Turkish President Recep Tayyip Erdogan on Tuesday approved a new government formed by one of his most trusted allies, who vowed immediately to start work immediately on forging the stronger presidency wanted by Erdogan.
Binali Yildirim, 60, was elected as leader of the AKP unopposed on 22 May, replacing Ahmet Davutoglu, who stepped down on Sunday amid a range of differences with the president.
He has served as transport and communications minister since 2002, with a short interruption in 2015, and is a founding member of the ruling Justice and Development Party (AKP). He has been credited for his role in developing major infrastructure projects that have helped buoy Turkey’s economy and boost the party’s popularity.
Yildirim said he would prioritize growth by boosting production, encourage investment and job creation, and maintain fiscal discipline, in a sign of continuity with policies that fueled Turkey’s growth during the AKP’s first decade in power.
“We will immediately start work to achieve a new constitution, including a presidential system,” Yildirim told lawmakers of his Justice and Development Party, or AKP, in his first speech after taking office.
“Our priority is to make the constitution in harmony with the de-facto situation regarding our president’s ties to the people,” Yildirim said.
Many fear the presidential system that Erdogan seeks will concentrate too many powers in the hands of the Turkish strongman.

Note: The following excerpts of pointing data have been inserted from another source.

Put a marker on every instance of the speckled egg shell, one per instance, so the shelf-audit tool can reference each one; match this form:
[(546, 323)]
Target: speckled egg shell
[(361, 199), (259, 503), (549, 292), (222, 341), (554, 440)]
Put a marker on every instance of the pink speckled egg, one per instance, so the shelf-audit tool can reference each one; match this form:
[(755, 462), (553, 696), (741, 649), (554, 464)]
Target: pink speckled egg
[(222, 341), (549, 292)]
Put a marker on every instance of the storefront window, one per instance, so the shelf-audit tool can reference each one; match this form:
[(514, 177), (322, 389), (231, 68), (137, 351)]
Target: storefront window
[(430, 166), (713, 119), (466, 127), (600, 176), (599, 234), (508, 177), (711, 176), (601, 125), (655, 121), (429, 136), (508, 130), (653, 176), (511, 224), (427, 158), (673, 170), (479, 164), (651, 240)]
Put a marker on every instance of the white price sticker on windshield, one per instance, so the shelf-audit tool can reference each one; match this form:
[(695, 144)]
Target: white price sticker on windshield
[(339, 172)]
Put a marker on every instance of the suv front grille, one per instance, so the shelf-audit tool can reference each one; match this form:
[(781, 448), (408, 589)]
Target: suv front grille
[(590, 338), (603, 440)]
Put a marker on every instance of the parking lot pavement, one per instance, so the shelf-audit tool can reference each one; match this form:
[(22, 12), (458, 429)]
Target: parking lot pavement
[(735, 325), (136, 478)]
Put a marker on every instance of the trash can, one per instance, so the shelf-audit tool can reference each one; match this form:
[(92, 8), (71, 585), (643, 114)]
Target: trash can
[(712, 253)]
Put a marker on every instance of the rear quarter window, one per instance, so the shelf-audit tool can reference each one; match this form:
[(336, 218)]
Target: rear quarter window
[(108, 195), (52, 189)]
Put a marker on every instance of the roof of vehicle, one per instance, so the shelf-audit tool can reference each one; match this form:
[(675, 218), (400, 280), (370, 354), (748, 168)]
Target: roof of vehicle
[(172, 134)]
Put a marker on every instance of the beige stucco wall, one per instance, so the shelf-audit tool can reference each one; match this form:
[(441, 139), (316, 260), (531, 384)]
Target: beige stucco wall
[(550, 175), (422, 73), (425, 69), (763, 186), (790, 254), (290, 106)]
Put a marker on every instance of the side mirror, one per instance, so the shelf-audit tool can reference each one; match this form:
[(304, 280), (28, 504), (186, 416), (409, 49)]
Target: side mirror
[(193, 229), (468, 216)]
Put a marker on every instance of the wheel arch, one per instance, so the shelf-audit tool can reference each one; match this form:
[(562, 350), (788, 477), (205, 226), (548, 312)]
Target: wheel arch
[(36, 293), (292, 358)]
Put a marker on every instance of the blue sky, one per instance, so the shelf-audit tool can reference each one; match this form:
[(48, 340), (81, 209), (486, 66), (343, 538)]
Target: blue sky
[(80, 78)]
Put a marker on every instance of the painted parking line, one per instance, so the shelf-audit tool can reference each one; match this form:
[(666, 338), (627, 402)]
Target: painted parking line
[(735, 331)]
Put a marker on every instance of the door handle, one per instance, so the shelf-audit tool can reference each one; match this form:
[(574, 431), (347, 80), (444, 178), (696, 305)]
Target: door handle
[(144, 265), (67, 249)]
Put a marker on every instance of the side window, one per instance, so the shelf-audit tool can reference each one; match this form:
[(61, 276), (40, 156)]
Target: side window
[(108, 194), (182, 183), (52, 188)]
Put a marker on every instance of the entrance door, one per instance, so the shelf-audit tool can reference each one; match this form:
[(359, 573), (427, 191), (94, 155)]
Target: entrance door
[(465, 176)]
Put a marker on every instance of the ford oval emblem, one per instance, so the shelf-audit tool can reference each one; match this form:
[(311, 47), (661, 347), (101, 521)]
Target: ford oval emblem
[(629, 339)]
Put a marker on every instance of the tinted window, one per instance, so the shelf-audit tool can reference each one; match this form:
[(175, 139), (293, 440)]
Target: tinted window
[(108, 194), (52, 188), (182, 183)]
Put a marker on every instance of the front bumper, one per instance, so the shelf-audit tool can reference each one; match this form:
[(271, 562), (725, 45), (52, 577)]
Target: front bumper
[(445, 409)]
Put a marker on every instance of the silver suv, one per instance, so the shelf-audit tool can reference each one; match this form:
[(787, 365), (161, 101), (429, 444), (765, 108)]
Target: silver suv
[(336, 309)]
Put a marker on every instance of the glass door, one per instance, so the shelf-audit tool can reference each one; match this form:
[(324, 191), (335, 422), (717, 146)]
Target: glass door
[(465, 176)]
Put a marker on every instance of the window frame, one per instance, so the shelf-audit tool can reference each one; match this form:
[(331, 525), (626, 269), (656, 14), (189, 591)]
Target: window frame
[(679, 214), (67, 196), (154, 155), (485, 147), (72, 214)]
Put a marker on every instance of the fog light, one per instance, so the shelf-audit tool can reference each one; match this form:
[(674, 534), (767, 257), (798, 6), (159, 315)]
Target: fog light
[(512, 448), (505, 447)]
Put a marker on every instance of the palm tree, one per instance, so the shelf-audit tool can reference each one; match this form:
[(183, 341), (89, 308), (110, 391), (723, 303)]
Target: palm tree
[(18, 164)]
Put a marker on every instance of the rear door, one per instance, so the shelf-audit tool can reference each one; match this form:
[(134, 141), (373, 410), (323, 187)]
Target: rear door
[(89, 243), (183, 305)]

Two days after stepping into his new role as AK Party chairman, Yildirim announced his new cabinet lineup, which he is widely believed to have formed in consultation with Erdogan.
The new government includes nine new names, although most ministers from Davutoglu’s previous Cabinet retained key portfolios.

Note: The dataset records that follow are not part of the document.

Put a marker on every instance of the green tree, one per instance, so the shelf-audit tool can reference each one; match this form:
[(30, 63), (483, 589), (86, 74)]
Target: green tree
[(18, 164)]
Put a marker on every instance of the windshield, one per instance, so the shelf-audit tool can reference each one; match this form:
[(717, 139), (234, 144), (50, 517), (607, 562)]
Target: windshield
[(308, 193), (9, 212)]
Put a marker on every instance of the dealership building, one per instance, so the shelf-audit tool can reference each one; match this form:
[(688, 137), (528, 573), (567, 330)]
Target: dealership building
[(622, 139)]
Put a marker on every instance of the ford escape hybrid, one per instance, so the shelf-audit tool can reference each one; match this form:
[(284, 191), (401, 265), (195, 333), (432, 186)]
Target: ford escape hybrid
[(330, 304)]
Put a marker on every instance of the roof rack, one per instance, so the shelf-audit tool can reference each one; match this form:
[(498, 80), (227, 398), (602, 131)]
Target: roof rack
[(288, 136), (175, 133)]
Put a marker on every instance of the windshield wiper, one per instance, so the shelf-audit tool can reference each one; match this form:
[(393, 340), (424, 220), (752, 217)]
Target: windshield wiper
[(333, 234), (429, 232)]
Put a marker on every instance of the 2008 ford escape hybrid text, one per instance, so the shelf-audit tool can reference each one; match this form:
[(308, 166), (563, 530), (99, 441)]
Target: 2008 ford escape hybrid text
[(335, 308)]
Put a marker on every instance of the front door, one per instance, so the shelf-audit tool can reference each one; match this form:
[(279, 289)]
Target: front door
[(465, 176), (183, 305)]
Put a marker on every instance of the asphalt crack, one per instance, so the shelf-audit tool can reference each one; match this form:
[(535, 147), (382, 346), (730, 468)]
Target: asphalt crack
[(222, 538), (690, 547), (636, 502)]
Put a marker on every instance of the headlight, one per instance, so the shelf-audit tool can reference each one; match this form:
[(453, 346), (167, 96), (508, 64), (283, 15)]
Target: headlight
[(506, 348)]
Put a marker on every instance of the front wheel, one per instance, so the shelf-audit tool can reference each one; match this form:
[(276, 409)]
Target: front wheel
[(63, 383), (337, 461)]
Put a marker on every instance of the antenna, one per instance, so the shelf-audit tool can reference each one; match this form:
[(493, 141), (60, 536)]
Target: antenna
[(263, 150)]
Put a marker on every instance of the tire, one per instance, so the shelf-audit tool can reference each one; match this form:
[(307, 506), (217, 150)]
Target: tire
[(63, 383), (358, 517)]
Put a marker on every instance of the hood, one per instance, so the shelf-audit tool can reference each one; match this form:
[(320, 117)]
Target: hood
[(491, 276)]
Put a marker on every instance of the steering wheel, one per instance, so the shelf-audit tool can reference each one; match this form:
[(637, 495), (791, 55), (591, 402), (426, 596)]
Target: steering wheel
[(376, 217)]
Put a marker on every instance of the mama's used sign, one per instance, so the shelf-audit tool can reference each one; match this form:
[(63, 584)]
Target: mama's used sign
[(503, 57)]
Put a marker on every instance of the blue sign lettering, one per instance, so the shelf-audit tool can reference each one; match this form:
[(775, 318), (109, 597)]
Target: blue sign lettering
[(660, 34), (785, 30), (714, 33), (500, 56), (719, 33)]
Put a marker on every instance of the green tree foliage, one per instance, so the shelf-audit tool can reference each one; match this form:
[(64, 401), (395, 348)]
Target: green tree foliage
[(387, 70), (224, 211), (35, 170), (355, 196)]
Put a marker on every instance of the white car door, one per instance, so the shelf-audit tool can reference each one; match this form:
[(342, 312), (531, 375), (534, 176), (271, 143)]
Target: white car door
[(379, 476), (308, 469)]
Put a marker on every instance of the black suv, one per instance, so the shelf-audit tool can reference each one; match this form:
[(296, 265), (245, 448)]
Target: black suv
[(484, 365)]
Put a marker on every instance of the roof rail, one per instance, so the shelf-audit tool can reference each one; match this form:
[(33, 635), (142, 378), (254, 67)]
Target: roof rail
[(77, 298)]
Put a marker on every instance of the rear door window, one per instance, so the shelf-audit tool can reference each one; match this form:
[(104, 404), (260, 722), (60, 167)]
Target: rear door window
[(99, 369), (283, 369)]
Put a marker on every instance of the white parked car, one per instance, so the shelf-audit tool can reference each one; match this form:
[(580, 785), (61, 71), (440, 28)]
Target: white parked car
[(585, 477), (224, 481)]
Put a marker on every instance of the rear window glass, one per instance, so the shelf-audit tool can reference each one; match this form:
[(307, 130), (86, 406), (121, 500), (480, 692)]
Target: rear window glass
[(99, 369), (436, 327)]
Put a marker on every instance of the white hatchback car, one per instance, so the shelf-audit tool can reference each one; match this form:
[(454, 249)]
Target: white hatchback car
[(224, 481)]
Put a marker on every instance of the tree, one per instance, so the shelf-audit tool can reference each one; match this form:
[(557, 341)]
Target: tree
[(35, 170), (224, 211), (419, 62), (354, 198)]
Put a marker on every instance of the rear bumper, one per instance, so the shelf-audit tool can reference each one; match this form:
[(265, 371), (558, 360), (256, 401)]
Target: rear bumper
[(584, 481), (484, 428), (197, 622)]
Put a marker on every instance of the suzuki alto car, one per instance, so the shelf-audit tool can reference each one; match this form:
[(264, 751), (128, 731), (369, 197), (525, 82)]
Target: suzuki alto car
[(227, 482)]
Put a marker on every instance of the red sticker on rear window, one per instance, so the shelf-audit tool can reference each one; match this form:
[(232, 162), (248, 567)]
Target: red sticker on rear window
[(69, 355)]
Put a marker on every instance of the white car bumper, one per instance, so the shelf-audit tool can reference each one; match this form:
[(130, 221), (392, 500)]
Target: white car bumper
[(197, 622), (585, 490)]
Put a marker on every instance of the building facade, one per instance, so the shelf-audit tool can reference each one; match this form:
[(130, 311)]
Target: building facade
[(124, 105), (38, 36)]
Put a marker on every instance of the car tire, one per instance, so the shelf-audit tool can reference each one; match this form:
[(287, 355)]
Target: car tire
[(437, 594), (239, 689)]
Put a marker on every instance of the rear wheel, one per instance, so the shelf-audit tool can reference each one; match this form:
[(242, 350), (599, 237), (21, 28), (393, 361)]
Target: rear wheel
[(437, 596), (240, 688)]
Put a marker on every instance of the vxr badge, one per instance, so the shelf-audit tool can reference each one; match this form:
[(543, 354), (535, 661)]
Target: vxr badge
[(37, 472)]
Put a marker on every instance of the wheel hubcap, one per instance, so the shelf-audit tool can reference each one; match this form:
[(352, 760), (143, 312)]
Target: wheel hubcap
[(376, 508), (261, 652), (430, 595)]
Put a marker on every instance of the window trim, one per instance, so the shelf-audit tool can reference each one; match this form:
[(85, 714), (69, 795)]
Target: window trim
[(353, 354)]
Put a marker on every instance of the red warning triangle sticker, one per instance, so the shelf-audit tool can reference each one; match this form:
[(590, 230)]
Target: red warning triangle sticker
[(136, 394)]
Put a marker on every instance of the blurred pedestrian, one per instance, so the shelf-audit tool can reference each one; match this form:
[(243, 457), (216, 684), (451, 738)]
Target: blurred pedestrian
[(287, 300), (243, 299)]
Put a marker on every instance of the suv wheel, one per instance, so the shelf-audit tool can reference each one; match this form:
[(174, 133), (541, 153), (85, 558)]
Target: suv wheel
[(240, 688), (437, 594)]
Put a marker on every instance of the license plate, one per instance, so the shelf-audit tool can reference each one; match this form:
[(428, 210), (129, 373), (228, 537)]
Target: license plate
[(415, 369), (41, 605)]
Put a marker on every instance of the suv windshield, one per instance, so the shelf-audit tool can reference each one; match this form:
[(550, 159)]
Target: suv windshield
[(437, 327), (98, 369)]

They include Mevlut Cavusoglu, who remains foreign minister, and Mehmet Simsek, the deputy minister who heads economic affairs. Also, Erdogan’s son-in-law, Berat Albayrak, kept his position as energy minister.
The biggest change was replacing EU Minister Volkan Bozkir, whose post will be taken over by Omer Celik, a founding member of the AKP who is known to be close to the president.
Holding to his influence over the government, Erdogan was scheduled to chair the new Cabinet’s first meeting at his palace on Wednesday.
Domestically, the political reshuffling takes place as Turkey faces serious security threats including increased attacks by Kurdish and ISIS militants. It is also comes as parliament is in disarray after a government-backed constitutional amendment has left 138 lawmakers vulnerable to prosecution.
Internationally, Turkey is also facing a delicate moment in its relations with the European Union. The implementation of a Turkey-EU deal to help stem the influx of migrants to Europe — which Davutoglu had helped negotiate — has repeatedly come into question.
Erdogan has warned that the migrant deal could collapse if the Europeans break their word on granting Turkish citizens the right to visa-free travel. The EU says Ankara must meet all of the EU’s conditions to secure visa-free travel, including narrowing the definition of “terrorist” — which Erdogan says is out of the question.